The Romanian property bubble was a real-estate bubble in Romania from the early 2000s to 2007. After a period of relative calm during the 1990s, since 2002 Romania has experienced a dramatic increase in property prices. Between 2002 and 2007, the median price for an old communist-era apartment rose by a factor of 10 (x 1000%), from around €10,000 to c. €100,000. Today some apartments in central Bucharest have prices comparable with those of properties in Paris or London, and in virtually every small town the median housing price rivals that of similar towns in the European Union.

The Romanian market is also atypical compared with other Central European countries. By contrast with Hungary, Poland or the Czech Republic subsequent to joining the European Union (where prices remained stationary), when Romania joined the EU in 2007, housing prices jumped by some 20%.

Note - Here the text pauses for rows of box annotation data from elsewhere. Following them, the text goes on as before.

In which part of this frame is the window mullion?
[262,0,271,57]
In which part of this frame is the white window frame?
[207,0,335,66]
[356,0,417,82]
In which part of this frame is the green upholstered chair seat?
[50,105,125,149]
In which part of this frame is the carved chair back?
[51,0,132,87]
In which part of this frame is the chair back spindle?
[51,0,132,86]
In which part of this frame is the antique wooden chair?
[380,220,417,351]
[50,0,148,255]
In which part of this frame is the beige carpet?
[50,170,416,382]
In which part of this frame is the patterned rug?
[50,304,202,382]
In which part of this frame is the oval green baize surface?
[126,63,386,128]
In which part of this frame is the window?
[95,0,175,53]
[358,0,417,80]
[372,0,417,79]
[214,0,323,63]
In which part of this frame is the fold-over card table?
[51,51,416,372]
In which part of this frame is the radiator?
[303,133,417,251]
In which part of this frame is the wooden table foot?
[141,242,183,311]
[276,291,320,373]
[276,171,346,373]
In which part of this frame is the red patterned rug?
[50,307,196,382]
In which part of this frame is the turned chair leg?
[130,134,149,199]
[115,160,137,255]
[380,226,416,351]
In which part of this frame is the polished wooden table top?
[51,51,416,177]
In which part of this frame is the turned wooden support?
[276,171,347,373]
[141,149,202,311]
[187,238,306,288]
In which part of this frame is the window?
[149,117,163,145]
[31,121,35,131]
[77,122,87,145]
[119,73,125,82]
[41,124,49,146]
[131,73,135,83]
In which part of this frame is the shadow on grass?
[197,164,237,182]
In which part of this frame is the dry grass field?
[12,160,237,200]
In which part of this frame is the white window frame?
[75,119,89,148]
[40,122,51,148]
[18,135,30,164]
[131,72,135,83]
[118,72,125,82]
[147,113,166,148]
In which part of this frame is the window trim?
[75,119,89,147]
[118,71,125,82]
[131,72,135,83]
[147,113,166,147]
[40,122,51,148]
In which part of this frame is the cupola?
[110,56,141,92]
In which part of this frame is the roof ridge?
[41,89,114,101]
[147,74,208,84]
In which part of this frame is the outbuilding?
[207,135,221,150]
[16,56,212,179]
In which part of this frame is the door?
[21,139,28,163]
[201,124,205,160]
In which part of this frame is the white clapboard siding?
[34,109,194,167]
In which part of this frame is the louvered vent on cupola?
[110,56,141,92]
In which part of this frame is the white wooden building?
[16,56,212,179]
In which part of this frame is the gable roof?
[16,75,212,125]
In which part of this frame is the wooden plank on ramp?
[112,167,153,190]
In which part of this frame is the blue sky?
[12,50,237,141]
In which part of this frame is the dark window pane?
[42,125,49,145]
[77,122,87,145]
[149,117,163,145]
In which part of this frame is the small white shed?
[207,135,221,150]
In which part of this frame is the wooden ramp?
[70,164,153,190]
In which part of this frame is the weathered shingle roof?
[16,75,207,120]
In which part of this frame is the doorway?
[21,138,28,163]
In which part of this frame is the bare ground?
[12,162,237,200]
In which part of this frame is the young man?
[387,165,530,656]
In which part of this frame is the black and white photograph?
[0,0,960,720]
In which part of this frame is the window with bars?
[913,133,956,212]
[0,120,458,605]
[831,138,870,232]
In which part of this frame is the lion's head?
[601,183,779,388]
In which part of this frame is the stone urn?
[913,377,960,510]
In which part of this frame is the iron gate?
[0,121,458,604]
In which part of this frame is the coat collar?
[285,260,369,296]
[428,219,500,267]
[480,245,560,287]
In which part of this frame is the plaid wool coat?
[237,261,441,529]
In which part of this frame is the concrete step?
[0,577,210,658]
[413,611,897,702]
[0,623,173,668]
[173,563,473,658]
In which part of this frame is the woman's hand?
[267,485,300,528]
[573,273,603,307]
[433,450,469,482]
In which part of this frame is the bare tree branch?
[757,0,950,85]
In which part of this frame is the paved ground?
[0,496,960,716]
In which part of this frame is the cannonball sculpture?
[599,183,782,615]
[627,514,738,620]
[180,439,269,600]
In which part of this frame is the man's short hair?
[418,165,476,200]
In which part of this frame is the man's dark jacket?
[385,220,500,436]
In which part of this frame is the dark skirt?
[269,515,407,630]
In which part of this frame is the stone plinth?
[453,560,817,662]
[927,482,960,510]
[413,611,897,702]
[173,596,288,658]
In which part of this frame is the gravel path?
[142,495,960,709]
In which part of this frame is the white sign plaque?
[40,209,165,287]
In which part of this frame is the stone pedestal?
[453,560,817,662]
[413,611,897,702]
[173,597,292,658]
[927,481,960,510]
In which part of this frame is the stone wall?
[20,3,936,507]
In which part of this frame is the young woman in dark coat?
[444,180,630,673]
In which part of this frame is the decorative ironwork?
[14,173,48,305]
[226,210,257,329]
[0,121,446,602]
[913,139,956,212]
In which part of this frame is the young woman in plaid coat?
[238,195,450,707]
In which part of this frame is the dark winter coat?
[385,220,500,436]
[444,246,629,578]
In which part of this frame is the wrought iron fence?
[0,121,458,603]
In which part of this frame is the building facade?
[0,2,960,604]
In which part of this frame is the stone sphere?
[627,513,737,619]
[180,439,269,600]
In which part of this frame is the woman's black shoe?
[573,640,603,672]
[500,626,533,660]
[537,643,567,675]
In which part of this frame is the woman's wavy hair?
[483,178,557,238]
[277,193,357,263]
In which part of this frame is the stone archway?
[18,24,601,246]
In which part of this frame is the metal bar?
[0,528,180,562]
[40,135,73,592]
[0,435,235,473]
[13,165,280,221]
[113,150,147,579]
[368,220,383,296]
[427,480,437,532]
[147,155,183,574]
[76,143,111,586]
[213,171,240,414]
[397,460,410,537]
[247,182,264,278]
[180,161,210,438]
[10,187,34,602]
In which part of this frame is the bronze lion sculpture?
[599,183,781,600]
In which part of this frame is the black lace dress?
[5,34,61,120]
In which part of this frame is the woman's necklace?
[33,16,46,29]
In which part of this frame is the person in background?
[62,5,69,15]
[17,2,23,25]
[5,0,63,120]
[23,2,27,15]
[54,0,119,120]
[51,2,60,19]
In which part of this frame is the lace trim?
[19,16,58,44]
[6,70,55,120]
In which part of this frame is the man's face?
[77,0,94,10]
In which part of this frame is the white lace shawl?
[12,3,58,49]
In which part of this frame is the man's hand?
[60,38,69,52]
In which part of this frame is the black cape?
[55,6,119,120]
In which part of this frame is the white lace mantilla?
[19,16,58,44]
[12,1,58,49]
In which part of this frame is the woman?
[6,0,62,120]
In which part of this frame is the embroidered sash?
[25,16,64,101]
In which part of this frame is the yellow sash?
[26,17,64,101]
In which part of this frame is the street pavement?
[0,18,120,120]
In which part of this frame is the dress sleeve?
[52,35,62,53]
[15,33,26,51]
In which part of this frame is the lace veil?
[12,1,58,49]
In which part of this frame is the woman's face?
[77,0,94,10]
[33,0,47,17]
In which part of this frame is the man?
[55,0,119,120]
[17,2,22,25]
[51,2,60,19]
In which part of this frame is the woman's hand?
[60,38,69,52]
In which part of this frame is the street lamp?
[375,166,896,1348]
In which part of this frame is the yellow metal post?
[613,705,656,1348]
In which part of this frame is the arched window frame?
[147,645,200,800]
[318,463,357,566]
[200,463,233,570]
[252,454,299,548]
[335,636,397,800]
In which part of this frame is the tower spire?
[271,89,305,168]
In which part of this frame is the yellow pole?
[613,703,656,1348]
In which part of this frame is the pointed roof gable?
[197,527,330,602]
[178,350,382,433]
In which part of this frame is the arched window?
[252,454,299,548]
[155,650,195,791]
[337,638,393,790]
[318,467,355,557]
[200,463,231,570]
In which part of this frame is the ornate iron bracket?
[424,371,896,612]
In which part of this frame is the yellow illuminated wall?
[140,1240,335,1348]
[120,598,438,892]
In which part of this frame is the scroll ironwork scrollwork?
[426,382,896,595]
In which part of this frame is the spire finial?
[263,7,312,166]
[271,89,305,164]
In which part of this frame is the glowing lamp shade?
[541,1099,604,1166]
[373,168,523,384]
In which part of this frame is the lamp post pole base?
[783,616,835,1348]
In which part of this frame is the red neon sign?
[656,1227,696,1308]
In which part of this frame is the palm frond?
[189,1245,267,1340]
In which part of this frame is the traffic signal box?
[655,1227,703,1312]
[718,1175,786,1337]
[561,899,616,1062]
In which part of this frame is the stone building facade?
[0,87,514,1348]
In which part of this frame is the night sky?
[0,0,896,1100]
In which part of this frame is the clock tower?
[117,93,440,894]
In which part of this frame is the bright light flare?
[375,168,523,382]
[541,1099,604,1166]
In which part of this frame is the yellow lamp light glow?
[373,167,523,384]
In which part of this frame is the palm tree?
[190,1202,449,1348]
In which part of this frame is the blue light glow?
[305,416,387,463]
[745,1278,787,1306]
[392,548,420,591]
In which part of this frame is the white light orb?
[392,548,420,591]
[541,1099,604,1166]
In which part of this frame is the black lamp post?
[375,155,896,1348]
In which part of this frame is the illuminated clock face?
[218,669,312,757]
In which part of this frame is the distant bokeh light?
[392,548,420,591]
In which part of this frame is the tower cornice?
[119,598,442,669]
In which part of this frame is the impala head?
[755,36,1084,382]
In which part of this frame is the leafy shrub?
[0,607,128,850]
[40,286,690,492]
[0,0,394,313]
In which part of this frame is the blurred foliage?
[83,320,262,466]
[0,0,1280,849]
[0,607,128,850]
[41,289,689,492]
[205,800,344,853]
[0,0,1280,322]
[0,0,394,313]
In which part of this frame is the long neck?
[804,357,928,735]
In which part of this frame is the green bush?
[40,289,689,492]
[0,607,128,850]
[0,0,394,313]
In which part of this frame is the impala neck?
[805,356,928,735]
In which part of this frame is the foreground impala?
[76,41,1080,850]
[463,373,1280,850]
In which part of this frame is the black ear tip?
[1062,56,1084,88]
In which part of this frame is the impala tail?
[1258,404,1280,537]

==Causes of the rise in property prices==
The following are the most-often cited factors that have contributed to this increase in prices:
- The growth of the banking system, which made affordable mortgages possible (mortgages were almost impossible for Romanians to obtain before 2002);
- Almost 2.5 million Romanians are working abroad (mainly in Italy and Spain), enabling them to save up for an apartment in Romania;
- The growth of the economy (by approximately 6% annually since 2001), and the growth in average net monthly salary (from 100 euros in 2002 to 350 euros in August 2007);
- The poor supply of properties coupled with high demand; between 1989 and 2005, almost no new apartments were built in Romania. Some suburban development took place, but poor infrastructure (utilities, roads, public transportation) kept it from increasing the supply enough to prevent prices from increasing.
- The relatively low starting price, among the lowest in Europe in 2003, caused a spiraling frenzy of external buyers to flood the country, shortly followed by both honest and dishonest developers, builders, selling agents and intermediaries. The effect was to send demand almost vertical with simple one-bedroom apartments in 2007 costing 10 times their 2001 price, before falling by more than half or less by 2012.

==Criticisms==
It has been argued that some of the above-mentioned potential causes of Romania's rising property prices are not significant.
- The population decreased by 10% between 1990 and 2012, which reduced the demand. Also, birthrate decreased significantly.
- Although credit is part of every bank's product portfolio nowadays, few Romanians are actually creditworthy, and their average salary is too low to enable them to purchase a home;
- The vast majority of the Romanians working abroad have low-income, low-grade jobs as construction workers, au pairs etc., and it would be difficult for most such workers to save enough to buy a property in Romania;
- Demand is not as high, and is not increasing as fast, as the market optimists estimate: the population of the country keeps falling as Romanians continue to emigrate abroad en masse (since 1 January 2007 Romania has been a Member State of the EU, which has made it easier for Romanians to travel to France, Germany and the UK);
- The decretei generation (the product of the 1970s baby boom resulting from the policies of the Nicolae Ceauşescu era) has now reached maturity, and many already own a home;
- Future foreign workers arriving from poorer countries to meet demand in Romania's job market will be too poor to buy a house in Romania.

==Popular beliefs==
Besides the official technical and economic factors, ordinary people in Romania believe that the rise in property prices was also caused by:
- The money-laundering requirements of the various politicians, corrupt business men etc.; however, some regulations adopted after 2004 make money-laundering very difficult;
- Inflation due to the activities of real estate agents; before 2002, very few real estate agencies were operating in Romania, but in 2008 they were in the thousands; since they are unregulated, and because there is also no code of ethics for real estate agents (in fact, anyone can claim to be one), many ordinary Romanians believe that the agents are artificially increasing the prices demanded by sellers.